Henry David Thoreau and Nineteenth-Century Science

by Robert M. Thorson

Pub Date: Dec. 16th, 2013
ISBN: 978-0-674-72478-5
Publisher: Harvard Univ.

Thorson (Geology/Univ. of Connecticut; Beyond Walden: The Hidden History of America's Kettle Lake and Ponds, 2009, etc.) follows up his earlier work by establishing Henry David Thoreau's own scientific credentials.

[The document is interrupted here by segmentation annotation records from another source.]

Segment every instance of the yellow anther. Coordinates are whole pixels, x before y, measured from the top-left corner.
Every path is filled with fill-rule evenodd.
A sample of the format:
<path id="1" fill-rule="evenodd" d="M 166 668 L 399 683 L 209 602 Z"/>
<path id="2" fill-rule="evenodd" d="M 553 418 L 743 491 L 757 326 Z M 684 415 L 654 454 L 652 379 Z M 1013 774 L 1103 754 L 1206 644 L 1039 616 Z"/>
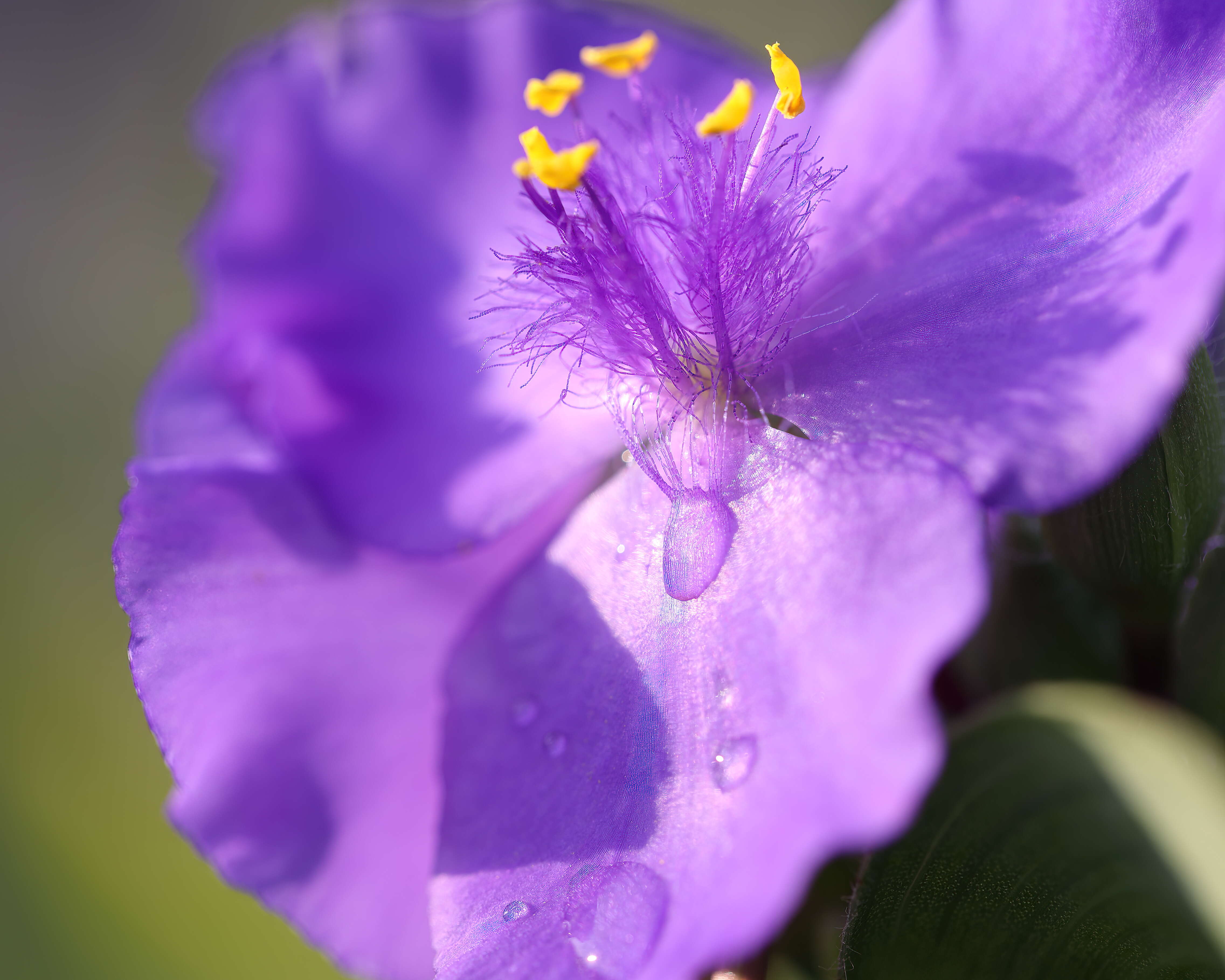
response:
<path id="1" fill-rule="evenodd" d="M 578 186 L 583 174 L 587 173 L 587 164 L 600 148 L 598 142 L 588 140 L 570 149 L 562 149 L 561 153 L 554 153 L 544 134 L 535 126 L 521 132 L 519 142 L 523 145 L 523 152 L 528 154 L 530 173 L 535 174 L 546 187 L 559 191 L 572 191 Z M 518 174 L 519 169 L 519 164 L 516 163 L 514 173 Z"/>
<path id="2" fill-rule="evenodd" d="M 795 119 L 804 111 L 804 87 L 800 85 L 800 70 L 795 62 L 783 54 L 778 44 L 767 44 L 769 51 L 769 70 L 774 72 L 774 85 L 778 86 L 778 99 L 774 108 L 788 119 Z"/>
<path id="3" fill-rule="evenodd" d="M 523 89 L 523 100 L 529 109 L 539 109 L 545 115 L 561 115 L 566 104 L 582 91 L 582 75 L 557 69 L 544 78 L 532 78 Z"/>
<path id="4" fill-rule="evenodd" d="M 720 132 L 735 132 L 748 116 L 748 110 L 753 108 L 753 83 L 745 78 L 736 78 L 728 97 L 719 103 L 713 113 L 702 116 L 697 124 L 698 136 L 715 136 Z"/>
<path id="5" fill-rule="evenodd" d="M 655 32 L 643 31 L 633 40 L 605 44 L 603 48 L 583 48 L 578 58 L 589 69 L 597 69 L 614 78 L 625 78 L 646 69 L 658 47 Z"/>

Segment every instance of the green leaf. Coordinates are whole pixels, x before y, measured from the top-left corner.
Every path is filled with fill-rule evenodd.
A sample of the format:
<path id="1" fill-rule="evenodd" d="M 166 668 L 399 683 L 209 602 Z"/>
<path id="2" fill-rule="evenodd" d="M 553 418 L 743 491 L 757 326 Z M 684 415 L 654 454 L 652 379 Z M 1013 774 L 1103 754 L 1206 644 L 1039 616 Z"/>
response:
<path id="1" fill-rule="evenodd" d="M 1225 548 L 1204 557 L 1175 637 L 1175 697 L 1225 733 Z"/>
<path id="2" fill-rule="evenodd" d="M 1225 750 L 1121 688 L 1030 687 L 952 740 L 873 855 L 854 980 L 1225 978 Z"/>
<path id="3" fill-rule="evenodd" d="M 1033 518 L 1009 517 L 992 555 L 991 606 L 952 674 L 970 701 L 1036 680 L 1121 681 L 1118 615 L 1051 557 Z"/>
<path id="4" fill-rule="evenodd" d="M 1136 461 L 1096 494 L 1042 518 L 1051 551 L 1131 621 L 1165 627 L 1220 514 L 1221 409 L 1200 344 L 1187 385 Z"/>

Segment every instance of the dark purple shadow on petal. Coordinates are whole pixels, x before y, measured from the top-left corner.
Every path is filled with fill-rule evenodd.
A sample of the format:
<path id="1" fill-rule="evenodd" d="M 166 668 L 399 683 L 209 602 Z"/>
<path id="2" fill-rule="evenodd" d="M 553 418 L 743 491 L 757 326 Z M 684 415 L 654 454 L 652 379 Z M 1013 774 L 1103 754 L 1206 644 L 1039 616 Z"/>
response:
<path id="1" fill-rule="evenodd" d="M 1225 31 L 1225 5 L 1220 0 L 1161 0 L 1159 7 L 1163 47 L 1183 51 L 1192 64 L 1197 53 L 1215 48 Z"/>
<path id="2" fill-rule="evenodd" d="M 1049 157 L 998 149 L 965 149 L 959 156 L 974 183 L 998 197 L 1067 205 L 1080 196 L 1076 172 Z"/>
<path id="3" fill-rule="evenodd" d="M 1178 196 L 1189 178 L 1189 170 L 1180 174 L 1175 181 L 1161 192 L 1161 196 L 1156 198 L 1156 202 L 1140 214 L 1140 225 L 1144 228 L 1152 228 L 1154 224 L 1159 224 L 1165 217 L 1165 212 L 1170 209 L 1170 205 L 1174 203 L 1174 198 Z"/>
<path id="4" fill-rule="evenodd" d="M 1170 260 L 1178 254 L 1178 249 L 1182 247 L 1182 243 L 1187 240 L 1191 228 L 1186 222 L 1180 222 L 1170 233 L 1165 236 L 1165 243 L 1161 245 L 1161 251 L 1158 252 L 1156 258 L 1153 260 L 1153 271 L 1161 272 Z"/>
<path id="5" fill-rule="evenodd" d="M 305 198 L 293 217 L 250 234 L 233 216 L 254 191 L 239 183 L 230 202 L 223 185 L 197 240 L 208 317 L 227 337 L 219 380 L 348 533 L 452 548 L 466 533 L 443 489 L 518 432 L 475 408 L 479 355 L 443 306 L 462 257 L 446 214 L 339 158 L 301 116 L 283 124 L 298 168 L 284 180 Z"/>
<path id="6" fill-rule="evenodd" d="M 170 820 L 236 888 L 307 878 L 327 853 L 333 823 L 301 740 L 282 736 L 233 761 L 207 795 L 173 796 Z"/>
<path id="7" fill-rule="evenodd" d="M 320 511 L 316 500 L 303 488 L 301 483 L 284 473 L 261 473 L 240 468 L 217 468 L 201 473 L 200 470 L 142 472 L 134 468 L 132 479 L 138 480 L 146 499 L 154 495 L 168 501 L 160 508 L 163 519 L 156 528 L 156 535 L 146 539 L 141 534 L 129 533 L 125 538 L 127 549 L 126 567 L 132 570 L 156 570 L 156 581 L 174 575 L 176 570 L 190 570 L 197 561 L 208 557 L 211 551 L 223 548 L 211 528 L 201 524 L 198 516 L 183 510 L 181 519 L 165 517 L 175 514 L 175 502 L 201 488 L 214 484 L 241 496 L 258 516 L 268 530 L 298 557 L 322 565 L 343 564 L 353 557 L 353 546 L 337 534 Z M 152 510 L 152 505 L 149 508 Z M 149 555 L 145 559 L 140 546 L 146 544 Z M 125 579 L 125 594 L 135 600 L 147 586 L 140 579 Z M 138 642 L 138 637 L 134 637 Z"/>
<path id="8" fill-rule="evenodd" d="M 447 673 L 437 870 L 641 848 L 668 775 L 664 722 L 586 590 L 539 561 Z"/>

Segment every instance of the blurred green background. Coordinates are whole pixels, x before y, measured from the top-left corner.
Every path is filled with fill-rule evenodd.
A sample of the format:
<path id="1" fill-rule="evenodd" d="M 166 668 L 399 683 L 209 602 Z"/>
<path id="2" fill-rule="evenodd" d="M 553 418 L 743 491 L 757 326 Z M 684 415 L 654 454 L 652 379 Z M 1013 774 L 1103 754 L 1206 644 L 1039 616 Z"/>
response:
<path id="1" fill-rule="evenodd" d="M 660 0 L 837 58 L 888 0 Z M 187 118 L 294 0 L 0 4 L 0 975 L 337 976 L 162 817 L 110 539 L 130 423 L 191 316 L 179 243 L 209 176 Z"/>

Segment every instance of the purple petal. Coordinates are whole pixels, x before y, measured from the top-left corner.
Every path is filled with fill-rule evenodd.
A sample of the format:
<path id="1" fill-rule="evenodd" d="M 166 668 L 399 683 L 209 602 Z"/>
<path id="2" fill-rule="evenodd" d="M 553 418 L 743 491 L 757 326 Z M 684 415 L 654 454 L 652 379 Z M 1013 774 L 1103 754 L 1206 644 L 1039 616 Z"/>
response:
<path id="1" fill-rule="evenodd" d="M 648 23 L 653 81 L 722 97 L 726 48 L 526 1 L 310 18 L 206 99 L 221 175 L 192 252 L 209 371 L 348 533 L 409 551 L 488 539 L 620 447 L 606 413 L 549 412 L 560 370 L 527 388 L 480 372 L 496 317 L 469 317 L 526 213 L 510 168 L 540 119 L 527 78 Z M 583 102 L 604 111 L 625 86 L 590 77 Z"/>
<path id="2" fill-rule="evenodd" d="M 132 468 L 115 564 L 170 818 L 358 973 L 430 974 L 445 659 L 584 490 L 486 549 L 398 559 L 283 473 Z"/>
<path id="3" fill-rule="evenodd" d="M 1109 478 L 1215 309 L 1223 74 L 1205 0 L 899 6 L 811 120 L 846 172 L 780 412 L 925 448 L 991 503 Z"/>
<path id="4" fill-rule="evenodd" d="M 909 818 L 932 673 L 984 601 L 979 507 L 895 447 L 772 434 L 757 466 L 701 598 L 665 597 L 669 501 L 631 469 L 452 660 L 440 976 L 695 976 Z"/>

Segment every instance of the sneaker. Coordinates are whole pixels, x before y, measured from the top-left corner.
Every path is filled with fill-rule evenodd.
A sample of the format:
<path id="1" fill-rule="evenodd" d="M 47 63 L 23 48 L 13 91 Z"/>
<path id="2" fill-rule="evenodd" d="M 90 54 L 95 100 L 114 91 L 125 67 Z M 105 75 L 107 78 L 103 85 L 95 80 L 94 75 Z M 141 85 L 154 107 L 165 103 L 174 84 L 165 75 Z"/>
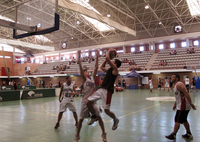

The author adds depth to the iconic image of Thoreau, revered for his contributions to the American literary renaissance and his role as a social reformer. Thorson uses Thoreau's journals as a source for his contention that he had a keen interest in geology and the emerging theories of geological evolution reflected in Charles Darwin's Journal of Researches (1851), which Thoreau read with great interest. He cites notations predating The Origin of Species that anticipated Darwin's theory of natural selection—e.g., how “individual fitness, adaptation, co-evolution, and competition” shaped the evolution of animals and plants. Thoreau accepted the correct view of Swiss paleontologist Louis Agassiz about how glaciation shaped the geology and ecology of the region—a view rejected by American geologists for theological reasons. Thorson explains that his purpose is “to counterbalance what strikes me as a recent trend in eco-criticism that refracts science through literature without being scientific.” He seeks to dig deeper than the “wave of marketing Thoreau as the symbolic ‘green man,’ ” in which his scientific interests are often overlooked. The author takes issue with such authors as Leo Marx, who reduced the inner meaning of Walden to “the dialectic tension between industrial progress and the timeless beauty of nature." Marx and others often bypassed Thoreau's intellectual connection to the ideas that were animating Darwin and the geologists, such as Charles Lyell, who helped shape Darwin's thought. Thorson suggests that seasonal change and the contrast in Walden Pond between summer and winter is a metaphor for Thoreau's own mind, which “toggled [between] poetic and scientific.”

An intriguing academic book best read in conjunction with Walden.